Sunday, September 13, 2015

KLR Gear Change

In answer to the question about changing the gearing on the KLR, here is how it can be easily accomplished. A side note for the non-motorcycling readers: we change the gearing in order to maximize the bike's performance on different terrain. For example, if riding level land, you want speed. Therefore you want a low ratio number. With a 43 tooth rear sprocket and the 16 tooth front sprocket (also known as the counter sprocket) gives you a ratio is 2.69.  This is calculated by dividing the higher number by the lower:  43 divided by 16 equals 2.69.

On the other hand, if you are climbing steep mountain roads where you need lots of torque and not speed, you want a higher ratio. A 49 tooth rear sprocket coupled with a 15 tooth counter sprocket gives a ratio of 3.27.  With the higher ratio,  you give up speed in order to gain more torque. Think of a tractor, it has a lot of torque or power, but lacks speed. A red Ferrari has a lot of speed but no torque. So don't try pulling a 34 foot camping trailer with a Ferrari.

On a multi-country ride one encounters a wide variety of terrain, needing different gearing. Changing the gearing on the KLR can be easy or can be time consuming. Here is the solution I found to quickly re-gear the KLR to meet the demands of the terrain.

First remove the rear wheel from the bike.  The rear sprocket is not bolted directly to the rear wheel but to a coupling that sets inside the rear hub. Just pull the sprocket up and out to remove. Between the coupling and the actual rear hub is rubber cushioning.

Here is the rubber cushioning inside the hub. The cushioning is to absorb the push/pull jolts the drive chain places on the rear wheel giving you a smoother ride.

Here is a 49 tooth rear sprocket still mounted to the coupling. The six thick lugs sit inside the rear hub engaging the cushioning thus turning the rear wheel.

There are eight nuts holding the sprocket to the coupling. Not only is that a lot of work to remove to mount a new sprocket, but one should also use a torque wrench when tightening the nuts for the new sprocket.  Instead I carry a spare coupling with a different sprocket already properly mounted.  Then it is a simple process to change gearing by simply pulling out one coupling/sprocket and inserting the other.  Then install the wheel back on the bike.

If the rear tire wears out or has a flat, remove it and install the spare tire. To keep the same gear ratio, pull the coupling/sprocket from the flat tire and insert in the spare tire.  

To answer a question about the frisbee on the spare tire:  the spare tire is mounted on the tool box with the brake rotor facing up.

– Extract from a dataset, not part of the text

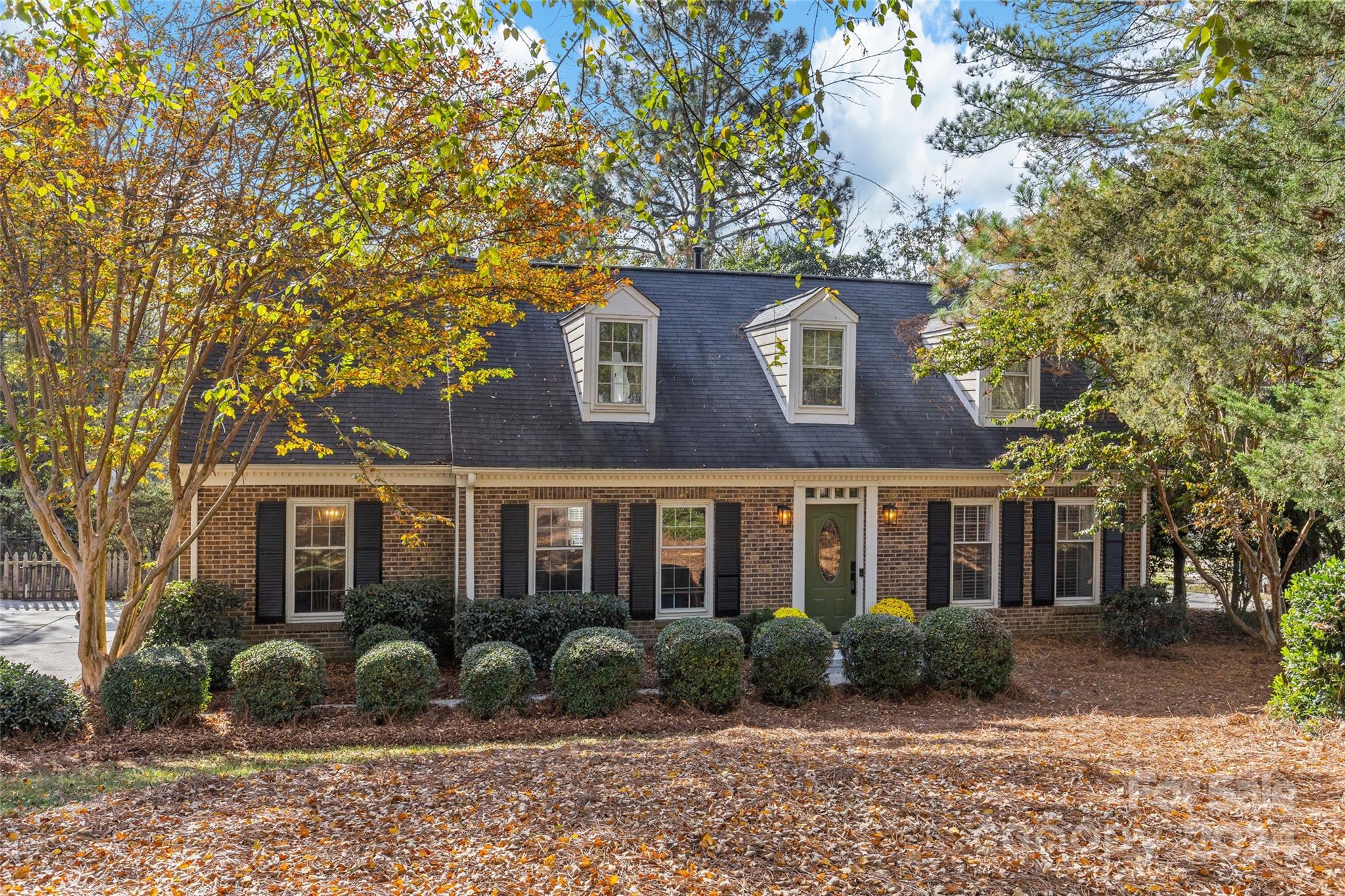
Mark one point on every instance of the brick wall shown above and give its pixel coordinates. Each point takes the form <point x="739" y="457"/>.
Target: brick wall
<point x="227" y="550"/>
<point x="902" y="558"/>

If the rotor was facing down, the constant bouncing and banging around would bend or deform the rotor, making it useless for braking later.  A spare coupling with mounted sprocket is carried inside the toolbox, not here on the spare mount. The white ring under the wheel is a small frisbee to keep the aluminum wheel from being damaged by the steel mount.

With the rotor facing up, in order to protect it from weather and damage, a larger white frisbee is placed on top. Both frisbees are inexpensive Walmart items.

The large washer, a castle nut and clip hold everything in place. To make sure the spare does not disappear at night, a steel cable is thread through the spokes of the wheel, a gas can and locked to the toolbox. 

Little by little Da'mit is coming together for the big ride. This weekend the anemic factory horn was replaced with a Bad Boy air horn that will wake up any texting or dozing taxi driver...  instantly.

Getting ready for a side trip soon, will post photos asap.